The former foes came together because the nonprofit organization that we head, Search for Common Ground (SFCG), invited them to lead a working group to find consensus between right and left - both religious and secular - on the role of faith-based groups in overcoming poverty. They agreed to be part of a consensus process that we - and a coalition of national leaders - hope to institutionalize through Congressional legislation.
Santorum and Wofford buried the hatchet and attracted key players from across the political and social spectrums. The idea was to make recommendations on the role social service providers with religious ties should play in publicly funded poverty programs. The 27 participants included leaders from organizations as diverse as People for the American Way and Evangelicals for Social Action; and Christian, Jewish, and Muslim organizations. Both liberal and conservative foundations funded the process.
None of these very busy people missed the meetings held once a month for six months - not even on 9/11, when they were evacuated from a building near the White House and walked a mile to reconvene elsewhere.
"It was our answer to those who would divide us," recalls former Philadelphia Mayor Wilson Goode, a working group member.
Still, division did exist. For example, one liberal leader arrived at a session outraged at conservative participants, because he felt their allies in the Bush White House were using "underhanded" tactics that made attempts at compromise pointless. He nearly walked out. But a key part of our process was the use of a professional facilitator who kept participants out of attack mode by guiding conversation back toward collaborative action, while still allowing anger to be expressed.
It was important to avoid recreating the debate as it was being framed in the media and Congress: a food fight over whether more funds should be given to faith-based groups and whether they violated separation of church and state.

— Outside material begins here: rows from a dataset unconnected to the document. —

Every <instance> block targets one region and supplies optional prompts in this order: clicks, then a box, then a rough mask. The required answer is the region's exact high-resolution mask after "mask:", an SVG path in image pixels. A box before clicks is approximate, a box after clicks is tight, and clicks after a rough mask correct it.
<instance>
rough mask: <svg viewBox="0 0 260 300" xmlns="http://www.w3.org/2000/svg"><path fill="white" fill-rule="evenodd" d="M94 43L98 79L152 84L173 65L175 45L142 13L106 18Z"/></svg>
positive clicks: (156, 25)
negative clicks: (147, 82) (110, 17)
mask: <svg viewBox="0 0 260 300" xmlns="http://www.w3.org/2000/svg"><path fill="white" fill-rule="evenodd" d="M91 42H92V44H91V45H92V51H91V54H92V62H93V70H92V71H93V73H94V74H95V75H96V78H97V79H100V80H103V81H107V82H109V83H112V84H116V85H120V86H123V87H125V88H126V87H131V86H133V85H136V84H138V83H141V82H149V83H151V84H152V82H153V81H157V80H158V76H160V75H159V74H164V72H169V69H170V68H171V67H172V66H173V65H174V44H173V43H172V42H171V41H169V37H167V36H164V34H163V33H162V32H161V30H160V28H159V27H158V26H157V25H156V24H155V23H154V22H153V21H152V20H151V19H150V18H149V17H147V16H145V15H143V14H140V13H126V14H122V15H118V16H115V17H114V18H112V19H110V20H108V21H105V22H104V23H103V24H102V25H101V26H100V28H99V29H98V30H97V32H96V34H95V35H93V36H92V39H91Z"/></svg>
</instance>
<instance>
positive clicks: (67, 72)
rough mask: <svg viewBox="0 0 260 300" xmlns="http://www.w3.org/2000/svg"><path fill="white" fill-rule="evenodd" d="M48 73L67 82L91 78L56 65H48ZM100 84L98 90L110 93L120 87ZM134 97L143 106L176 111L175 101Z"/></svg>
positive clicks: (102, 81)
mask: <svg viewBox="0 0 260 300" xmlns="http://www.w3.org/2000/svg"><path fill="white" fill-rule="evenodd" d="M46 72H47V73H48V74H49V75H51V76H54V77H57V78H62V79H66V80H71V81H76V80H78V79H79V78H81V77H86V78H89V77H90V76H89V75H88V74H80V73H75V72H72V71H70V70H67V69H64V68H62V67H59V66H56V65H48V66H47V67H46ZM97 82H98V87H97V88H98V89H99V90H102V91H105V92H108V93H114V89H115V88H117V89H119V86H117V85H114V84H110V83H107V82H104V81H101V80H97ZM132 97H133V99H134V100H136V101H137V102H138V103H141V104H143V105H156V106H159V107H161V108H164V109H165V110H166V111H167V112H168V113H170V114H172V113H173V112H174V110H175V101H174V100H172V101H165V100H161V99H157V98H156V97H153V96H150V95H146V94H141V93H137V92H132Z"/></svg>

Wofford said later that he and Santorum agreed the public debate "had gotten off track." They came to see that they could work together on the basis of shared compassion. The framing question for liberals and conservatives to cooperate became: What could they do together to help poor Americans?
At first, everyone had stereotypes. Faith-based advocates generally believed the civil libertarians cared more about constitutional rights than helping people. Civil libertarians thought that the faith-based contingent was interested mainly in proselytizing. Common ground emerged when each realized that the other was equally committed to alleviating poverty - and to staying true to core beliefs.